Alicia's infiltration of Sebastian's mansion is significant and made all the more dramatic by the grandeur of the home. From the minute we see the mansion, its formality and scale, we realize the extent to which Alicia must go undercover, and the ways that her true identity must be covered up by a masterful performance. From the minute the butler opens the door, the photography of the film shifts, and we are yet again in Alicia's perspective. The camera remains stationary as Alexander Sebastian’s mother walks towards Alicia, which builds a kind of suspense. Trapped inside an elaborate world, a kind of dangerous and beautiful wonderland, Alicia must use her wits to protect herself and work for the good of the Americans who have hired her.
Adding to the suspense of the espionage is the fact that it is circumnavigated through a rather recognizable interpersonal drama between Sebastian and his mother-in-law. Madame Sebastian is suspicious of Alicia in the stereotypical way of the mother-in-law being suspicious of the woman her son admires. But her suspiciousness also has a patriotic tinge: she mistrusts Alicia's devotion to Nazism, her father's ideology. While the viewer is very familiar with the trope of the jealous or suspicious mother-in-law, Notorious puts a spin on this trope by mapping it onto to the political struggle between the Germans and the Americans. While Madame Sebastian does not necessarily suspect that Alicia is an American spy, there is something about her that makes Madame Sebastian suspicious. A major force threatening to reveal Alicia's angle is the threat of a mother's intuition.

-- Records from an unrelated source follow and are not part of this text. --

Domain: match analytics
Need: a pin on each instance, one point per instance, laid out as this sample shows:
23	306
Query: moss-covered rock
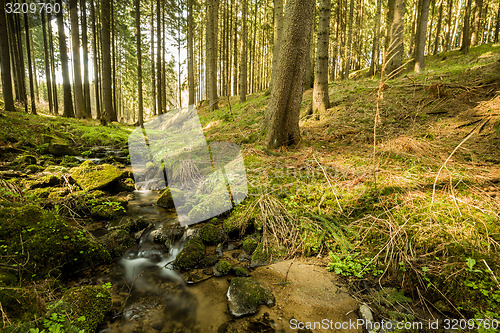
191	255
117	242
249	245
44	243
210	234
166	199
90	304
92	177
245	294
222	268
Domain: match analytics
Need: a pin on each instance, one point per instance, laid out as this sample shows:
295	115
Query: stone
245	294
90	176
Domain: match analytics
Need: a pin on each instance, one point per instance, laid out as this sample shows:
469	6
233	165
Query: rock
60	148
222	268
117	242
245	294
92	177
191	255
91	302
166	200
249	245
211	234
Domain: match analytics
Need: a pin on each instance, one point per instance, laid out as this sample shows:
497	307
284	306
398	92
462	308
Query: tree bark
68	100
420	37
107	93
321	100
281	118
139	60
77	72
395	48
244	52
466	30
376	40
85	49
5	57
438	28
191	83
96	60
475	37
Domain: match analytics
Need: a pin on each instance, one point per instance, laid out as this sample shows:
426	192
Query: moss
249	245
211	234
117	242
44	244
90	302
191	255
92	177
222	268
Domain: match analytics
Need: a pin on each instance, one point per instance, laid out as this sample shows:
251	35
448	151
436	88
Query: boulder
92	177
245	294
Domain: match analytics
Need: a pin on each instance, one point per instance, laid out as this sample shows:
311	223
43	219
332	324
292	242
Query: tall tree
421	35
5	58
96	60
63	51
321	100
376	40
77	71
475	36
85	49
394	46
244	52
466	30
211	67
349	41
30	69
190	38
107	93
281	118
139	61
48	76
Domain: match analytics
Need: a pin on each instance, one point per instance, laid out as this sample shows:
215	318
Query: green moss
249	245
44	244
211	234
191	255
90	304
92	177
223	267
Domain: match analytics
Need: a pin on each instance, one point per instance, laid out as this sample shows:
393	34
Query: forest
250	166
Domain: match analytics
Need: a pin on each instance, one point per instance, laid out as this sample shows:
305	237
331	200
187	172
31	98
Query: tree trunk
395	48
376	40
191	84
5	58
349	41
465	34
85	49
281	118
476	38
77	72
438	28
321	100
420	37
48	77
107	93
158	56
139	61
244	52
96	60
53	71
68	100
449	26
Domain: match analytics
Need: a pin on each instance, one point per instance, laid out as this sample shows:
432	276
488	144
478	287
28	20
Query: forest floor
405	210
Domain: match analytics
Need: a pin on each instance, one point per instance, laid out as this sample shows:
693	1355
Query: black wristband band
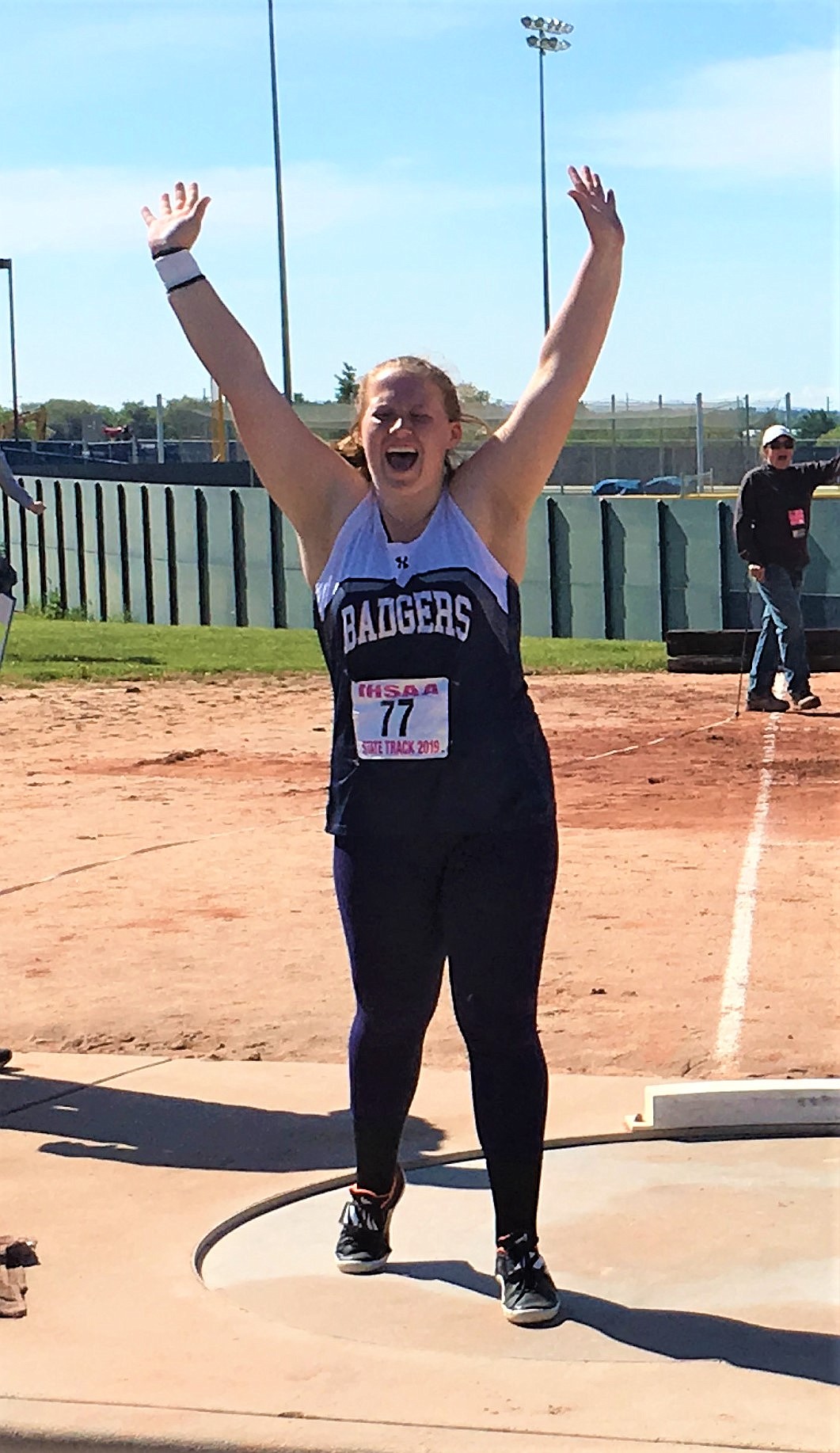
186	283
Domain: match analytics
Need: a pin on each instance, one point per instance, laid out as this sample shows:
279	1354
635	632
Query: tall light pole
548	38
6	264
281	230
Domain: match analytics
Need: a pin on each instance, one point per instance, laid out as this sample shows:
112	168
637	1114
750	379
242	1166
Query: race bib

In this section of the film we also learn that a large part of Alicia and Devlin’s romance rests on the question of whether Alicia can change, from "loose" daughter of a Nazi-at-large to a stay-at-home American girl devoted to Devlin. Devlin’s ability to write Alicia off as not being worth the effort is connected to his conviction that she is a fundamentally disloyal person, and that while she will help the Americans get the information they need, she will never become the loyal lover he desires. He is blinded by jealousy and his conviction that Alicia does not really care about him. The horrible irony is that the more he denigrates her and writes her off, the less loved she feels, and the less loyal she becomes, in spite of her love for him. Alicia and Devlin are fundamentally unable to trust one another, as Devlin feels too much loyalty to his job as a spy.
While there is frustration in knowing, as a viewer, that Devlin and Alicia are in love with one another in spite of not being able to admit it, the way that their romance gets entangled in espionage makes Alicia and Devlin's romantic narrative all the more exciting. The unbreechable distance between them, especially once Alicia has consented to marry Sebastian, makes their meetings all the more tense and exciting for the viewer. It would be too easy for Devlin and Alicia to just get together immediately, so the impossibility of their love heightens the feelings of romance between them. This ties in to the enduring tension between duty and devotion. When spies fall in love, they must keep their cards close to the chest, never revealing their true feelings, until it is absolutely safe to do so.